Avrupa da İbrahim olmak!
18 Mayıs 1973‘den bugüne Kaypakkaya yoldaşın işkencede katledilişinin ellinci yılı.
50 yıldır söndürülemeyen meşaledir İbrahim Kaypakkaya!! Bu yazının amacı İbrahim Kaypakkaya‘yı anlatmak değil, Onu anlatan onlarca yazı yayınlandı bu yazı da başlıktan da anlaşılacağı üzere İbrahim Kaypakkaya‘yı Avrupa‘da anan ardıllarının pratik, teorik düzlemde, Kaypakkaya‘yı nasıl andıkları? Neyi, nasıl, ne kadar anladıklarını irdelemek bu yazının amacı.
Bana göre Kaypakkaya‘yı yaşadığı koşullar içerisinde en iyi anlatan silah arkadaşı Muzaffer Oruçoğlu‘dur. Oruçoğlu İbrahim‘in işkencede katledilmesinin; yani devletin Kaypakkaya düşmanlığının altını çizerken iki temel meseleden kaynaklandığını söyler.
1.Milli mesele (Kürt meselesi)
2.Kemalizm Eleştirisi
Devrimin yolu, Cephe, vs ,vs devrimin onlarca sorununa (genç yaşına rağmen) cevap aramış ve cevap olmuştur yoldaş Kaypakkaya.
Her meseleye yaklaşımında diyalektik bir metot görürüz. Kemalizm‘i incelerken, Kemalist hareketin hangi sınıfı temsil ettiğini incelemiştir, buradan doğruyu yakalamaya çalışmıştır. Ancak bundan dolayıdır ki; ezen ulus şovenizminden gram etkilenmemiş, milli mesele gibi Türkiye Devrimci Hareketi‘nin bugün hala üzerine fırtınalar kopartılan en önemli meselesine 50 yıl önce cevap olmuştur.
“Böyle bir öndere sahip olmak ayrıcalıktır“ sözünün altını bir kez daha çizmek gerekiyor diye düşünüyorum.
Almanya‘ya göçün 62 yılında,n ölümsüzlüğünün 50. yılında Avrupa‘da yaşayan yerli ve göçmen emekçiler için ne anlam taşır Kaypakkaya yoldaşın belirlemeleri? Şimdiye kadar hiç tartışılmayan yada benim böyle bir tartışmaya şahit olmadığımdır üzerinde durmak istediğim bu mesele!
Avrupa cografyasında Kaypakkaya yoldaşı anma etkinliklerinin yapıldığı şu günlerde, Kaypakkaya yoldaş bir gece, bir kaç panelle anılabilinir mi? HAYIR! Yoldaş bir gece ve panellere sığmayacak kadar BÜYÜKTÜR!!

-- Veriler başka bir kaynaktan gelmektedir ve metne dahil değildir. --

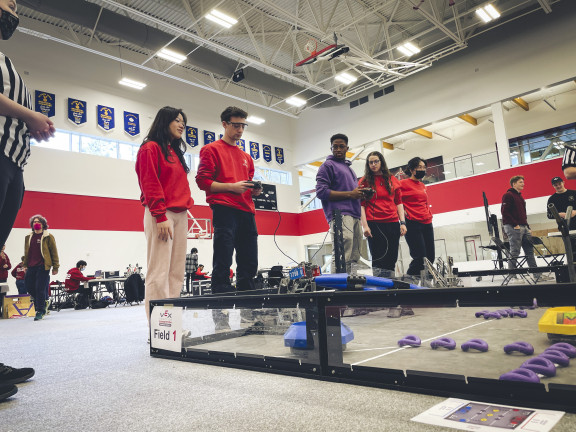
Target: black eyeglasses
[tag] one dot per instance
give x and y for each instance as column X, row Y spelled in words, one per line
column 237, row 125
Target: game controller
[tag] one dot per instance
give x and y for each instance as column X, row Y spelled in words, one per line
column 255, row 184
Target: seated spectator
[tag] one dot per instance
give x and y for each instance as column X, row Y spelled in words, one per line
column 72, row 284
column 199, row 275
column 19, row 273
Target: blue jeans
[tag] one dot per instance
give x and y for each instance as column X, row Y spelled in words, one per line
column 37, row 280
column 234, row 230
column 520, row 237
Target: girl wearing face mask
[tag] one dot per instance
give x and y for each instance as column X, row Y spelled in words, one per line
column 18, row 121
column 420, row 233
column 382, row 215
column 40, row 255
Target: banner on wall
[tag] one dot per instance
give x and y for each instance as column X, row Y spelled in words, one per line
column 267, row 152
column 254, row 150
column 279, row 155
column 45, row 103
column 76, row 111
column 209, row 137
column 131, row 123
column 106, row 118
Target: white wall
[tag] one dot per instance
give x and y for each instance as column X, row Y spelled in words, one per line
column 518, row 58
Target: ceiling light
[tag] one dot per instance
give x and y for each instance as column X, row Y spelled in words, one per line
column 296, row 101
column 255, row 120
column 170, row 55
column 346, row 78
column 131, row 83
column 487, row 13
column 408, row 49
column 221, row 18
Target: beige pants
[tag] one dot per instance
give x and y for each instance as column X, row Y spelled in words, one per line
column 166, row 260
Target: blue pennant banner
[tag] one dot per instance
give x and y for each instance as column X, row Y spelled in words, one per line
column 267, row 152
column 45, row 103
column 254, row 150
column 279, row 155
column 106, row 118
column 76, row 111
column 131, row 123
column 192, row 136
column 209, row 137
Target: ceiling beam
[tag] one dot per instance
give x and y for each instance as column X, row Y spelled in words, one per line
column 468, row 118
column 423, row 132
column 521, row 103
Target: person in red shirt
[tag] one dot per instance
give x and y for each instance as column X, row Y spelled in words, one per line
column 163, row 179
column 224, row 173
column 382, row 215
column 19, row 273
column 4, row 265
column 420, row 232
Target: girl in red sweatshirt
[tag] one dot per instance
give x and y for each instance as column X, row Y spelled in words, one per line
column 163, row 179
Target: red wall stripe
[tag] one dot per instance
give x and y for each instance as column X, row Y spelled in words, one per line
column 80, row 212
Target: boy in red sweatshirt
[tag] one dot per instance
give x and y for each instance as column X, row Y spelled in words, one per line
column 224, row 173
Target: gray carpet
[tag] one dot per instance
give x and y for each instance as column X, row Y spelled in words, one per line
column 94, row 373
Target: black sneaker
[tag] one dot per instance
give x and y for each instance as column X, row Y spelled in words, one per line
column 9, row 375
column 7, row 390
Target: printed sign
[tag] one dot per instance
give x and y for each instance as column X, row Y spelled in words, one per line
column 106, row 118
column 166, row 328
column 45, row 103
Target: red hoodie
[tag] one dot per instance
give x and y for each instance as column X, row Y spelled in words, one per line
column 225, row 163
column 73, row 279
column 164, row 184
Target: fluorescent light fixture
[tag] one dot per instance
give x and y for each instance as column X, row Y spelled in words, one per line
column 255, row 120
column 131, row 83
column 170, row 55
column 296, row 101
column 346, row 78
column 487, row 13
column 221, row 18
column 408, row 49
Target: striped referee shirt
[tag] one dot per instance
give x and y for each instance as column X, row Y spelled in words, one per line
column 14, row 134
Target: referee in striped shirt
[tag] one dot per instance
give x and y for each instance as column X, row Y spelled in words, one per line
column 18, row 122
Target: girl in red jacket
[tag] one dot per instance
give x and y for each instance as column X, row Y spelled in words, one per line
column 163, row 179
column 420, row 233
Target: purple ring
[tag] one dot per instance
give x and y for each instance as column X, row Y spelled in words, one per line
column 411, row 340
column 447, row 343
column 566, row 348
column 556, row 356
column 475, row 344
column 521, row 347
column 519, row 313
column 540, row 365
column 525, row 375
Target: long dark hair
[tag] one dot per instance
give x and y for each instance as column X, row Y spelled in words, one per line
column 160, row 133
column 413, row 164
column 369, row 175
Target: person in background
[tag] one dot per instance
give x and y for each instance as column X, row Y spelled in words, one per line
column 337, row 188
column 18, row 121
column 165, row 194
column 383, row 218
column 191, row 267
column 200, row 275
column 74, row 277
column 19, row 273
column 419, row 229
column 4, row 265
column 225, row 174
column 40, row 255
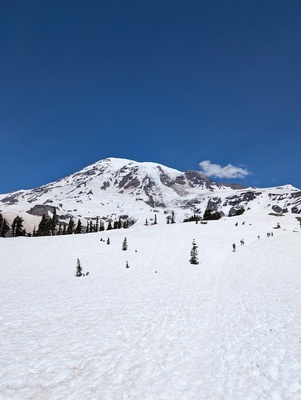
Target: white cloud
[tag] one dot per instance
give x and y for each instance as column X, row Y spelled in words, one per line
column 229, row 171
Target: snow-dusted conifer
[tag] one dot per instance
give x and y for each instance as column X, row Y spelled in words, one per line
column 194, row 253
column 124, row 245
column 79, row 269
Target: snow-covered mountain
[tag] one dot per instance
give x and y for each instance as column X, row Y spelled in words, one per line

“Kaypakkaya’yı anmak demek, onun görüşlerinin yılmaz savunucusu olmak demektir“ diye başlayan klasik bir söylem vardır! Evet Avrupa cografyasında Kaypakkaya‘yı anmak, Kaypakkaya cı olmak demek, üretim alanında iş yerinde örgütlenmek yerli emekçilerle dayanışmayı büyüterek en ilerici unsurlarla birleşerek yaşasın proleterya enternasyonalizmi sloganını en güçlü şekilde haykırmak demektir! Yaşamın her alanında yaşadığımız cografyanın sorunlarına duyarsız kalmadan sınıfın bilinci ile coğrafyamızda ve dünyada gelişen olaylar karşısında sınıftan yana tavır koymaktır! Gençliğin yerli ve Uluslararası Gençlik Hareketleri ile birleşmesi yaşadığı cografyanın ML hareketleri ile bütünleşmesi yaşadığı cografyanın siyasetine duyarsız değil, bizzat gençliği örgütleyen diğer uluslardan gençlerle ML hareket içinde bütünleşen bir gençlik hareketi yaratma becerisi Kaypakkaya‘yı anmak demektir!
Kısaca bedeni burada kafası Türkiye cografyasında yaşayan, mülteci devrimcilikle vakit geçirip nostalji yaşayan, üretim alanında sessiz, suya sabuna dokunmayan, işyerinde kedi, dernekte aslan kesilen bir şekilleniş Kaypakkaya ile bütünleşemez!!